Which brand of NSAID that your pet is started on depends on your veterinarian, how often you can medicate, and what your pet tolerates.  Every pet is different and may respond to one NSAID over another.  These medications typically are tolerated well, but stomach upset or ulceration can happen and kidney and liver values should be checked every 3-6 months if your pet is taking them regularly.

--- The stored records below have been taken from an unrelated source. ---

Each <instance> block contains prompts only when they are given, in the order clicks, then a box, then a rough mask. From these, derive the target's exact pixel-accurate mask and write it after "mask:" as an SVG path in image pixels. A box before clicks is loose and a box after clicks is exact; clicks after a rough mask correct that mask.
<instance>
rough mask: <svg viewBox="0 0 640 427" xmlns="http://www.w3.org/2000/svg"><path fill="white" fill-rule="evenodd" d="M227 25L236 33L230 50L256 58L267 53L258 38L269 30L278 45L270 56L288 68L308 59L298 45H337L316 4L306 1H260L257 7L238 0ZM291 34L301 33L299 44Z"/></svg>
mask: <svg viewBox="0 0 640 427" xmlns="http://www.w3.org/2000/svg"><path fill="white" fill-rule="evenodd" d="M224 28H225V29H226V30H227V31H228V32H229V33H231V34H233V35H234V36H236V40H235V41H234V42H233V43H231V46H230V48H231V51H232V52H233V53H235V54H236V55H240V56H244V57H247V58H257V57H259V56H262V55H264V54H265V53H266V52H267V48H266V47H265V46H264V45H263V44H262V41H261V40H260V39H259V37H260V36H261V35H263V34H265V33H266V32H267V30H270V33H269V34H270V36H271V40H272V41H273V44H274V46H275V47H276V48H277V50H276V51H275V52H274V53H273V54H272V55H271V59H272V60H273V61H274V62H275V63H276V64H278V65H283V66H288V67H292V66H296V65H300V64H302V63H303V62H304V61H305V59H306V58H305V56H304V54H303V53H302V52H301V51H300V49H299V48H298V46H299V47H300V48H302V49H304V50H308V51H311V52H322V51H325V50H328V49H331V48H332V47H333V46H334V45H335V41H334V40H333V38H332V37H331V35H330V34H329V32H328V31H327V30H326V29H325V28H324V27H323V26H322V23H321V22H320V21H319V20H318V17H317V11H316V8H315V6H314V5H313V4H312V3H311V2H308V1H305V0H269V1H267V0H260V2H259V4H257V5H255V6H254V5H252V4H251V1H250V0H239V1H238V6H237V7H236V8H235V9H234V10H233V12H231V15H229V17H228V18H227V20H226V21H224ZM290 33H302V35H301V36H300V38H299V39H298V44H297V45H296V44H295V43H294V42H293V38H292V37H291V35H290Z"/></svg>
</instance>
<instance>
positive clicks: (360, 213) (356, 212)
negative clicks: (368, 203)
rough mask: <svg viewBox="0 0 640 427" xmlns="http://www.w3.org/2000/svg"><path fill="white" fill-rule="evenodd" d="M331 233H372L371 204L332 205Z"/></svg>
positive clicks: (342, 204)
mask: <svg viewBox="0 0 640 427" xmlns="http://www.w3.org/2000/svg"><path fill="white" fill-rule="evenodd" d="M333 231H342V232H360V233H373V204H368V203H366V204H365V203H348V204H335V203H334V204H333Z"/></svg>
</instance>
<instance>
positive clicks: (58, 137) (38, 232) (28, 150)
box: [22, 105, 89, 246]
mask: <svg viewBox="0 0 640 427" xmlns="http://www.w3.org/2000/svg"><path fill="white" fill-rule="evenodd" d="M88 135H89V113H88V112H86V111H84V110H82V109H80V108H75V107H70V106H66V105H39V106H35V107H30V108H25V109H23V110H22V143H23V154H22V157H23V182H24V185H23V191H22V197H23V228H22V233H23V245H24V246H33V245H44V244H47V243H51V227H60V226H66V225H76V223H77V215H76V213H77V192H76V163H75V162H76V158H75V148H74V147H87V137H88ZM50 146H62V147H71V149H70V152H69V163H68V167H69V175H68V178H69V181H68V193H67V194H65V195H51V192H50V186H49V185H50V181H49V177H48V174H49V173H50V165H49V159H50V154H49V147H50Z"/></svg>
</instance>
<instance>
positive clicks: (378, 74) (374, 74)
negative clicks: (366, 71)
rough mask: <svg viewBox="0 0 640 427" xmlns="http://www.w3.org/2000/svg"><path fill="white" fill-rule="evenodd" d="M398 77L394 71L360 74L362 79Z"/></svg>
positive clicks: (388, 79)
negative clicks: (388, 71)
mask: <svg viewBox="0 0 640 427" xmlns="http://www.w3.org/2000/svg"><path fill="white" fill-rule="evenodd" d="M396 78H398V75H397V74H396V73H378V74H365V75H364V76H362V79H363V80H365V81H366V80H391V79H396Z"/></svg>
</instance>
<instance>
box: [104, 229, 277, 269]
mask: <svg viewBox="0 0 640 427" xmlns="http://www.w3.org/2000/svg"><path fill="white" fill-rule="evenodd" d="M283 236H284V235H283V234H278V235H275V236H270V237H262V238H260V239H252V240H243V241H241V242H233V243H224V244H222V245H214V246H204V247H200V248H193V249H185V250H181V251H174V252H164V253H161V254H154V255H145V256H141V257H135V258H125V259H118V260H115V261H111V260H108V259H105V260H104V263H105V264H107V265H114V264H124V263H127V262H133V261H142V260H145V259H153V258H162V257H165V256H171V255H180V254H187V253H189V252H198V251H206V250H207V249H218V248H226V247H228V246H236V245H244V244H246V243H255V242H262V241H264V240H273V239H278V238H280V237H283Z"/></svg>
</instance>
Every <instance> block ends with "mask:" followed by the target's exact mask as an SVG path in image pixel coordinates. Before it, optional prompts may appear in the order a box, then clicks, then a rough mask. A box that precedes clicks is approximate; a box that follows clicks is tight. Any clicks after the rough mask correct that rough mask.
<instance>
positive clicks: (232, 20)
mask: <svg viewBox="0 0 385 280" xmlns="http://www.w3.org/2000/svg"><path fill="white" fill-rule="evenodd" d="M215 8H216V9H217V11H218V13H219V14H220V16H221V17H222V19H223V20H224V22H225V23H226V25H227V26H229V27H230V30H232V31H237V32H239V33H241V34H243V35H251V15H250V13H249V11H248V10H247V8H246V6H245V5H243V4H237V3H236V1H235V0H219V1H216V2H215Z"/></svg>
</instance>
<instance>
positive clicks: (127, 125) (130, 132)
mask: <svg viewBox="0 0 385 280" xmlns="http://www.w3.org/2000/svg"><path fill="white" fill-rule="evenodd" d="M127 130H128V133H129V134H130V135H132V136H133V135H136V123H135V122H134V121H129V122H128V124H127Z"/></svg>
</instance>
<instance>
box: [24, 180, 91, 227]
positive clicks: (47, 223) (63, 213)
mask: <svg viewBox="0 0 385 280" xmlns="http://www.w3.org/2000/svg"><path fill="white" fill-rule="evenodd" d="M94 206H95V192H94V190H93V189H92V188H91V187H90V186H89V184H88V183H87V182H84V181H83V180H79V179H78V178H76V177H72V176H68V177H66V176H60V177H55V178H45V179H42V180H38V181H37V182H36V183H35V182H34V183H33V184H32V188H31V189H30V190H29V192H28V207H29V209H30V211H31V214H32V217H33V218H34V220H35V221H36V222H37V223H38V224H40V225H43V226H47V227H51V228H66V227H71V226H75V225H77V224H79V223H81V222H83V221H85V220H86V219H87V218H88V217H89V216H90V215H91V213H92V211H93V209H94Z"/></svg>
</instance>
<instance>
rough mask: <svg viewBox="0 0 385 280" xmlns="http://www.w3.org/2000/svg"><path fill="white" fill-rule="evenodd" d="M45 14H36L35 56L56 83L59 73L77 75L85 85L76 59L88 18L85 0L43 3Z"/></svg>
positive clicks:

NSAIDS are used very commonly with dogs, but the use in cats can be controversial.  In 2010, a black-box warning was added to metacam in the U.S. stating that it can cause acute kidney failure and death in cats.  It is only labeled for one time use with post-operatively pain in the U.S.; however, It can still be used off-label for chronic pain.  In the U.K. it is used very frequently in cats suffering from osteoarthritis without major complications and can be used successfully in cats by adjusting the dosage and monitoring kidney values.  Having a thorough discussion with your veterinarian prior to starting your cat on meloxicam is recommended.

Piprant Class
Recently, a new class of medications called the Piprant medications have become available to help with arthritis.  These medications target the receptors of prostaglandins instead of production to control arthritis pain.  Currently, only one medication (Grapiprant) is available from this class.

Other Pain Drugs:
  • ·         Gabapentin was originally used as an anti-seizure medication, but more recently has been found helpful in alleviating pain, specifically chronic neuropathic pain.  It can be used in both dogs and cats
  • ·         Tramadol is frequently added with an NSAID to help alleviate arthritis pain in dogs.  It is less frequently used in cats since it can be bitter tasting

Stem Cell Therapy
This is a regenerative therapy that uses fat from a patient and processes it to acquire stem cells.  To collect the fat, general anesthesia is required and the fat is then sent to a laboratory for treatment.  There are also some in-hospital kits that are available and allow for processing without sending the sample out.  This is a newer therapy and while it has been shown to benefit patients with arthritis, it hasn’t been compared head to head with other therapies.

As noted above, there are numerous options to help control arthritis pain in pets.  Having a discussion with your veterinarian about arthritis concerns in your pet is the first step in the road to arthritis pain control.